HYMET (Hybrid Metagenomic Tool)

HYMET performs contig-level metagenomic classification by combining Mash-based candidate selection, minimap2 alignment, and a weighted-LCA resolver. The repository includes the classifier, the CAMI benchmark harness, real-data case-study tooling, and auxiliary scripts.

Feature Snapshot

Candidate filtering – Mash containment scores cap the number of references passed to minimap2 (5000 by default; the CAMI harness overrides this to 1500).
CLI workflows – bin/hymet provides run, bench, case, ablation, truth build-zymo, artifacts, version, and legacy subcommands with consistent metadata outputs.
Benchmark automation – The CAMI harness produces evaluation tables, runtime logs, and figures from a single driver script.
Case-study tooling – Dedicated scripts execute MGnify and Zymo contig workflows and perform reference ablation experiments.
Deployment options – Install via Bioconda, Docker/Singularity images, or a source checkout with the supplied environment file.

What’s Included

Directory	Purpose
`bench/`	CAMI benchmark harness, database builders, evaluation, and plotting scripts.
`case/`	Real-data case study runner plus reference ablation tooling.
`workflows/`	High-level runners (e.g., CAMI suite) that stage artefacts under `results/<scenario>/<suite>/`.
`bin/`	Python CLI entry points (preferred interface for new workflows).
`scripts/`	Legacy Perl/Bash helpers retained for reproducibility (`main.pl`, `config.pl`, etc.).
`testdataset/`	Utilities to assemble small synthetic evaluation sets.
`data/`, `taxonomy_files/`	Expected locations for downloaded references and taxonomy dumps.

Quick Start (First-Time Setup)

After cloning the repository and creating your conda environment:

# 1. Create and activate environment
mamba env create -f environment.yml
conda activate hymet_env

# 2. Initialize HYMET (downloads NCBI taxonomy, creates stubs, verifies installation)
bin/hymet init

# 3. Fetch Mash sketches from Zenodo (required for classification)
tools/fetch_sketches.sh

# 4. Verify everything is ready
bin/hymet init

The init command automatically downloads NCBI taxonomy (~60MB) and generates the required hierarchy file.

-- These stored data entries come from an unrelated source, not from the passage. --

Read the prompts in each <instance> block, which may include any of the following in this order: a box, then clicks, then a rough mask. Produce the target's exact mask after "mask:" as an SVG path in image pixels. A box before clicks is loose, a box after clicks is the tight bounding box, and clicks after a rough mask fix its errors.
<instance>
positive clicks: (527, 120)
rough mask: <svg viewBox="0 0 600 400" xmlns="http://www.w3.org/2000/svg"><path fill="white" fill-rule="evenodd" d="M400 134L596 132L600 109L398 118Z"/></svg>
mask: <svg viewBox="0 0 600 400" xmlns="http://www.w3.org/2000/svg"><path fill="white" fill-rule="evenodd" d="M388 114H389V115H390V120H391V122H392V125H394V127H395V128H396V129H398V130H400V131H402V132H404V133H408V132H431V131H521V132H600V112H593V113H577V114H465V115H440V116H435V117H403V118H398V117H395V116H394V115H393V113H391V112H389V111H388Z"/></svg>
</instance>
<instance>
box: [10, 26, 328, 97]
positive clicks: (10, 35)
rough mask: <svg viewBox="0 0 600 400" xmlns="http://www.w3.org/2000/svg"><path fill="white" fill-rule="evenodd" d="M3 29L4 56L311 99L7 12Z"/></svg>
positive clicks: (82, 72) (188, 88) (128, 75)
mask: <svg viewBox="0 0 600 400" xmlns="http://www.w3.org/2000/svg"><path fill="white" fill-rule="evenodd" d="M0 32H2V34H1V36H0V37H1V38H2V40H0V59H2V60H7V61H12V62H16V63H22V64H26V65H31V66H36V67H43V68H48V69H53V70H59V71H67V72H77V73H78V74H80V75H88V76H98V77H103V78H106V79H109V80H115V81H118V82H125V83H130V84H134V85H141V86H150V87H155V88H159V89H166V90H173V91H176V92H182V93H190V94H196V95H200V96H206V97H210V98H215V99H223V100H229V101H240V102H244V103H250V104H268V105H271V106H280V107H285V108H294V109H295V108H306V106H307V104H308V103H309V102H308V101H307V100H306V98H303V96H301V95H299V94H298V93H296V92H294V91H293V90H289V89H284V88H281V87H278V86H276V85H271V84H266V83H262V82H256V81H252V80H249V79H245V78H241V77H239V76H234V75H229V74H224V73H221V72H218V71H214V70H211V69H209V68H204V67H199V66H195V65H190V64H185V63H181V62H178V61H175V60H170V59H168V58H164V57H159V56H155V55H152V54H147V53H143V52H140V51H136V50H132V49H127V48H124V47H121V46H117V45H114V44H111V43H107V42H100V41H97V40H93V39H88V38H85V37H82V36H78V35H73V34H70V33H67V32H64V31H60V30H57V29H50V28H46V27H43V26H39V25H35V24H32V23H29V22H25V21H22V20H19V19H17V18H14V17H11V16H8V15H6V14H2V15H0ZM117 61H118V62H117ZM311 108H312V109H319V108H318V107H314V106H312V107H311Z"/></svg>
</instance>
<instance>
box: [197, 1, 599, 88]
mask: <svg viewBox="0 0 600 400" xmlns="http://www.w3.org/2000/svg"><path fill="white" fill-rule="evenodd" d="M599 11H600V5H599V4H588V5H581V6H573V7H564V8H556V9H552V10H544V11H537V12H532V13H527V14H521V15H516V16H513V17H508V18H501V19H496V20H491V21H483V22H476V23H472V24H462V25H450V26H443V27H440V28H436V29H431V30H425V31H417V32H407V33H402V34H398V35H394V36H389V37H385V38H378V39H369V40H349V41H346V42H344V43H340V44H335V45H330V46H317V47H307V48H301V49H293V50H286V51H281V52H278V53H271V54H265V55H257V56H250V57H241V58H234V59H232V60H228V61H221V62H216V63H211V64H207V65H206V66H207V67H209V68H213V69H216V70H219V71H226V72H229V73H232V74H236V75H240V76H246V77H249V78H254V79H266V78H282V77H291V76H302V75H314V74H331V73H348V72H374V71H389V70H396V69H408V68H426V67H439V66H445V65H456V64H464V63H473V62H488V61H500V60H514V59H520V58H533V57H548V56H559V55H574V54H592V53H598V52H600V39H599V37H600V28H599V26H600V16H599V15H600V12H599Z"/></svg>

Use --skip-taxonomy to skip this if you already have the files or want to set them up manually.

Quick Start Commands

# Single-sample classification
bin/hymet run   --contigs /path/to/sample.fna   --out results/sample   --threads 16

# CAMI benchmark (HYMET + baselines; preset 'contigs' runs the default panel)
bin/hymet bench   --manifest bench/cami_manifest.tsv   --tools contigs   --threads 16

# Case-study bundle (MGnify gut + Zymo mock community)
./case/run_cases_full.sh   --threads 16      # canonical + gut + zymo suites; add --suite to limit the run
# or run a single manifest via the CLI:
bin/hymet case   --manifest case/manifest_zymo.tsv   --threads 8

# Reference ablation experiment
bin/hymet ablation   --sample zymo_mc   --taxa 1423,562   --levels 0,0.5,1.0   --threads 4

# Refresh supplementary tables and figures
bin/hymet artifacts

bin/hymet auto-detects HYMET_ROOT. Export it explicitly (export HYMET_ROOT=/path/to/HYMET) if you prefer running from arbitrary directories. The legacy Perl entry point remains available as bin/hymet legacy -- ….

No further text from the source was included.